### Goal:
###### We choose the Taxi-v3 environment for the Gymnasuim which is a standard API for reinforcement learning, and a diverse collection of reference environments.
###### We will use the Q-Learning algorithm to move the taxi to the passenger’s location, pick up the passenger, move to the passenger’s desired destination, and drop off the passenger. Once the passenger is dropped off, the episode ends.

![](taxi-v3_gymnasium.gif)

### Description
There are four designated pick-up and drop-off locations (Red, Green, Yellow and Blue) in the 5x5 grid world. The taxi starts off at a random square and the passenger at one of the designated locations.

The goal is move the taxi to the passenger’s location, pick up the passenger, move to the passenger’s desired destination, and drop off the passenger. Once the passenger is dropped off, the episode ends.

The player receives positive rewards for successfully dropping-off the passenger at the correct location. Negative rewards for incorrect attempts to pick-up/drop-off passenger and for each step where another reward is not received.

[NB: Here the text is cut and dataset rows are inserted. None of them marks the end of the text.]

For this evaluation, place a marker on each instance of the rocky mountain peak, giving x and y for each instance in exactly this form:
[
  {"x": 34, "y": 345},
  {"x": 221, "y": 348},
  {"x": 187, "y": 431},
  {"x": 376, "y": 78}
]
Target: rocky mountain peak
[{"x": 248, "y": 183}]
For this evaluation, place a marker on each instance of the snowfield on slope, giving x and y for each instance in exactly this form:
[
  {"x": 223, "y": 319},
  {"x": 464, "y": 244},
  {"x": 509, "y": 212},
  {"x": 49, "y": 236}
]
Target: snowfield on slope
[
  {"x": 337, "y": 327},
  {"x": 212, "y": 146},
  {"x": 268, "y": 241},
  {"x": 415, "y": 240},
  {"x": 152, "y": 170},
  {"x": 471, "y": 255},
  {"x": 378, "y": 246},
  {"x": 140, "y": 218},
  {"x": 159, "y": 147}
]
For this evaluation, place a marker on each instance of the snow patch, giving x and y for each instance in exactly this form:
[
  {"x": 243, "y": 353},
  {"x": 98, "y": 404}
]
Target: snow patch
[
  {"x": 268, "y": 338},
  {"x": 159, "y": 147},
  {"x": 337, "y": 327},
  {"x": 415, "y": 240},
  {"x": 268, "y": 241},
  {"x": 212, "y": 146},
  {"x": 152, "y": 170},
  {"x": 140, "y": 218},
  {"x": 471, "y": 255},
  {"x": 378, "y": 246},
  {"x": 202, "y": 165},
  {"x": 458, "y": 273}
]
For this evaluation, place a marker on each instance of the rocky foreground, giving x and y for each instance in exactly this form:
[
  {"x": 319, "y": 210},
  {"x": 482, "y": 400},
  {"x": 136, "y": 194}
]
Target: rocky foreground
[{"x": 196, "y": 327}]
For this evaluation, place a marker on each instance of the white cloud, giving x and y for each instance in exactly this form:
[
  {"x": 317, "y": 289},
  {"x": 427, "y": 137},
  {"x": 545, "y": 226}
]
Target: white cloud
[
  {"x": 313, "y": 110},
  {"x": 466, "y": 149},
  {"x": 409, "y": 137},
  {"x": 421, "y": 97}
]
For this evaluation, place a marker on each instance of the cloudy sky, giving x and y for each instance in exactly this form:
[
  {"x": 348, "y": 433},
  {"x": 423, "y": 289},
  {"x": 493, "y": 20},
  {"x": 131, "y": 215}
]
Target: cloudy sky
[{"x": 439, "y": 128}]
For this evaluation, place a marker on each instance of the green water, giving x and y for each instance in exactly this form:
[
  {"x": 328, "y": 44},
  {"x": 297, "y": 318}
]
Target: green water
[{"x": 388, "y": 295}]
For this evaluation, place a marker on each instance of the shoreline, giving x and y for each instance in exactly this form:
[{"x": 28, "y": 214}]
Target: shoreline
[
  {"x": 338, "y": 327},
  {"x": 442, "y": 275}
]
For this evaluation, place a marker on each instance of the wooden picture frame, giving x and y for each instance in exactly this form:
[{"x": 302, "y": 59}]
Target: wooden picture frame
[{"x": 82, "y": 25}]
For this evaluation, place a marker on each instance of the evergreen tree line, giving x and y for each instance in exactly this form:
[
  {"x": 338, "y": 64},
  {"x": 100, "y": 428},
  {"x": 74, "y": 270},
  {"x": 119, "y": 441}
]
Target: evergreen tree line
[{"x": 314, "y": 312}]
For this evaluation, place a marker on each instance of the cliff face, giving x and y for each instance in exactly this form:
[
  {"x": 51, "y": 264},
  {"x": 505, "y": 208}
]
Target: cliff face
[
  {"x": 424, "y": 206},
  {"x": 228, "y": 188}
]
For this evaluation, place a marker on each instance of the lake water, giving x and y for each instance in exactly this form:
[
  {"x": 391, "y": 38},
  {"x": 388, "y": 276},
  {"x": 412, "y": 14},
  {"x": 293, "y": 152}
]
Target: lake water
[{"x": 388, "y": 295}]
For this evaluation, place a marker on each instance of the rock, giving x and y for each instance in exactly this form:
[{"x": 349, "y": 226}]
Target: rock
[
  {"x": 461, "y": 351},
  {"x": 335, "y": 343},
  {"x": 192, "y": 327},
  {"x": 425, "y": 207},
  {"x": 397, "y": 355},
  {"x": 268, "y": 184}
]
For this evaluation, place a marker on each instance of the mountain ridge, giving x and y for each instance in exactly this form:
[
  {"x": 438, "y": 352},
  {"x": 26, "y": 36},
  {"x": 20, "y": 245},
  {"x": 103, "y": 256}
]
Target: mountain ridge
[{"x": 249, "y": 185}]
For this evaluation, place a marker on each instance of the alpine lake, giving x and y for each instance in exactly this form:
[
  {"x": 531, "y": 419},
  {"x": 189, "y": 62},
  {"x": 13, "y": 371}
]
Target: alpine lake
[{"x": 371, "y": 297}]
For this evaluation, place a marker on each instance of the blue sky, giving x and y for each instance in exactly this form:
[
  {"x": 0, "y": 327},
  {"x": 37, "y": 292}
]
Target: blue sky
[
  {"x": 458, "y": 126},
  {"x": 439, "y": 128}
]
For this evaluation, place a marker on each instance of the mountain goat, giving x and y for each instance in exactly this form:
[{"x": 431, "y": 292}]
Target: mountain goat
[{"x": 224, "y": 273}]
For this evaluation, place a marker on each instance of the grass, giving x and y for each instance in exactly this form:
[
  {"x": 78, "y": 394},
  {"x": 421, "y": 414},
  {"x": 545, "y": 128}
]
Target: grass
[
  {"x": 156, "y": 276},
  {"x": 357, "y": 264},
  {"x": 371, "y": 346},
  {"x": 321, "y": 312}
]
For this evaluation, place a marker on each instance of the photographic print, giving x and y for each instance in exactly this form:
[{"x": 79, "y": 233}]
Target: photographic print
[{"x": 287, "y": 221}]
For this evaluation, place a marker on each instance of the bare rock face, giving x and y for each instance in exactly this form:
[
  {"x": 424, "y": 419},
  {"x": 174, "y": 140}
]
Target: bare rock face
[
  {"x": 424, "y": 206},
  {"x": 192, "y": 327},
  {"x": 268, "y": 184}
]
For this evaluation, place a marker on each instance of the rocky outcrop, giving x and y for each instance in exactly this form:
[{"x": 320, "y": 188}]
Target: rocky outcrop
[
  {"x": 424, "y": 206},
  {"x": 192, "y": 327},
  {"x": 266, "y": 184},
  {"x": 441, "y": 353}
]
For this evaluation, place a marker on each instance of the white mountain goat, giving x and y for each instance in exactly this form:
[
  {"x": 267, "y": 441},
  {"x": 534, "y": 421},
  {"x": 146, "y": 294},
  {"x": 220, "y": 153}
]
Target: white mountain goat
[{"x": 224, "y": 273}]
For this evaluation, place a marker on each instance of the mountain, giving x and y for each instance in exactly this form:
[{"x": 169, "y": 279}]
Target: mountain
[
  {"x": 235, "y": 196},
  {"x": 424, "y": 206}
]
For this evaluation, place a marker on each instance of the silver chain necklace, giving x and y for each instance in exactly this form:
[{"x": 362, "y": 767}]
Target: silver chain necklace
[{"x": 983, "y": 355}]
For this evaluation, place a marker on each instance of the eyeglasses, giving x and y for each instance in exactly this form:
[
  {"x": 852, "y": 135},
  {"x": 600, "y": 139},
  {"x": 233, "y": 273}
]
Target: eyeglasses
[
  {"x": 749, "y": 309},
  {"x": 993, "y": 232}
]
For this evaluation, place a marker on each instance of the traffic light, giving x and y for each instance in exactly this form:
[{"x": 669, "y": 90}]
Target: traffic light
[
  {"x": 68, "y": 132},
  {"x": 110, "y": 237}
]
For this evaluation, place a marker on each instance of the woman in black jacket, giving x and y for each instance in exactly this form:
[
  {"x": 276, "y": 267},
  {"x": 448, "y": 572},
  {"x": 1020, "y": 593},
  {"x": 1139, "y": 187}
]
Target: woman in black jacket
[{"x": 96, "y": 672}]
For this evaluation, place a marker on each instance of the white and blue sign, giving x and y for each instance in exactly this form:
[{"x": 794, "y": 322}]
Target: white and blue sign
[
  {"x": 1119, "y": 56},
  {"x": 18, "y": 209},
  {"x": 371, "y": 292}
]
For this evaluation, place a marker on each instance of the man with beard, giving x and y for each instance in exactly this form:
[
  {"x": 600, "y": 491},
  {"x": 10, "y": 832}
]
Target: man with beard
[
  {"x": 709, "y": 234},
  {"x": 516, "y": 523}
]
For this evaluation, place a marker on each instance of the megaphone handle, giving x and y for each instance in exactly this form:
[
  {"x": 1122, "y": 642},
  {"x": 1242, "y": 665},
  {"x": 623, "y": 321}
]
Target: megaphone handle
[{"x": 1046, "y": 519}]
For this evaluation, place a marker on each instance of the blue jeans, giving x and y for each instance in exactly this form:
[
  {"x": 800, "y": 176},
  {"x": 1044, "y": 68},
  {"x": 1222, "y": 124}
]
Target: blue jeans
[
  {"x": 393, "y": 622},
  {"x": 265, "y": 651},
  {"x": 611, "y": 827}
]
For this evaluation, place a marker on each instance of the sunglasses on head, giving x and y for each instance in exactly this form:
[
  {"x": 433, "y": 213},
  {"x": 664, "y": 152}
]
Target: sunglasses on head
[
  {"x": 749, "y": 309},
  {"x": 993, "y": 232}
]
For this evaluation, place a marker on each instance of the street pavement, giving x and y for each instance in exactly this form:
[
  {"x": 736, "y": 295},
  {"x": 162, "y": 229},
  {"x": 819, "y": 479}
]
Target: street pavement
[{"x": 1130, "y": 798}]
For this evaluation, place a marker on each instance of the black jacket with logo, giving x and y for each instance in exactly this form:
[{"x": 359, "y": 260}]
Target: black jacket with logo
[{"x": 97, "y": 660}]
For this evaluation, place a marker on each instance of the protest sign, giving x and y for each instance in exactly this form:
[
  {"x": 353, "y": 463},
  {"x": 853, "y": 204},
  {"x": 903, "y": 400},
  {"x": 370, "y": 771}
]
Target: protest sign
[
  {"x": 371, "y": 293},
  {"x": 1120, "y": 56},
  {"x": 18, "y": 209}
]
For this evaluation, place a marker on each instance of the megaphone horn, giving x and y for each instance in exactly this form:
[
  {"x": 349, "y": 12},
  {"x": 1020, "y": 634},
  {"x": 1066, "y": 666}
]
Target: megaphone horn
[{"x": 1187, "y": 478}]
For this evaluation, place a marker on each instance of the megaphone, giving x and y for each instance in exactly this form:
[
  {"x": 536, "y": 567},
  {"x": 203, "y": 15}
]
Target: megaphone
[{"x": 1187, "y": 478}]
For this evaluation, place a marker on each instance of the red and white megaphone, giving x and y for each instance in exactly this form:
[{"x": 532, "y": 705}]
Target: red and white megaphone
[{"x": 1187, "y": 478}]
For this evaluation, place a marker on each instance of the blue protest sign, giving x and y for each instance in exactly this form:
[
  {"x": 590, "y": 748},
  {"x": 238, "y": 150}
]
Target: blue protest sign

For more details please visit the link: https://gymnasium.farama.org/environments/toy_text/taxi/


### Q learning equation:
![](Q_learning_equation.png)


### Import librairies

In [6]:
import numpy as np
import pygame
import gymnasium as gym
import time
import pickle

In [3]:
pygame.init()

# Work with the Taxi-v3 enviromnent
env = gym.make('Taxi-v3', render_mode='human')

# Constants
alpha = .8
gamma = .9
epochs = 1000
final_reward = 20

In [4]:
def Qmax(state, info):
    ''' Function to get the maximum Q value,and its associed action 
    for a given state'''
    
    possible_actions = np.where(info['action_mask'] == 1)[0]
    Qmax_value = max(Q[state, possible_actions])
    
    for action in possible_actions:
        if Q[state, action] == Qmax_value:
            chosen_action = action
            
    return Qmax_value, chosen_action

### Training the Q-Algorithm

In [2]:
nbr_states = env.observation_space.n
nbr_actions = env.action_space.n

Q = np.zeros((nbr_states, nbr_actions))

start_time = time.time() # for get the training time
for epoch in range(epochs):
    init_state, info = env.reset()
    state = init_state
    
    total_reward = 0
    reward = 0

    while reward != final_reward:

        action = Qmax(state, info)[1]
        next_state, reward, _, _, info = env.step(action)
        Qmax_value = Qmax(next_state, info)[0]

        Q[state, action] = Q[state, action] + alpha * (reward + gamma * Qmax_value - Q[state, action])

        state = next_state
        total_reward += reward
    
    print(f'Total rewared after epoch {epoch + 1}: {total_reward}')

end_time = time.time()
train_time = end_time - start_time
print(f'The training time is {train_time} seconds')

env.close()




### Test the algorithm

In [10]:
# For the test, we had saved the Q value matrix in pickle file 
# We don't need to train the algorithm each time, to get the right value of Q matrix
pygame.init()

env = gym.make('Taxi-v3', render_mode='human')

init_state, info = env.reset()
state = init_state

# Get the Q_value from the pickle file
file = open('Q_matrix', 'rb')
Q = pickle.load(file)
file.close()

reward = 0
total_reward = 0

while reward != final_reward:
    action = Qmax(state, info)[1]
    next_state, reward, _, _, info = env.step(action)
    state = next_state
    total_reward += reward

print(f'Total rewared is: {total_reward}')

env.close()

Total rewared is: 5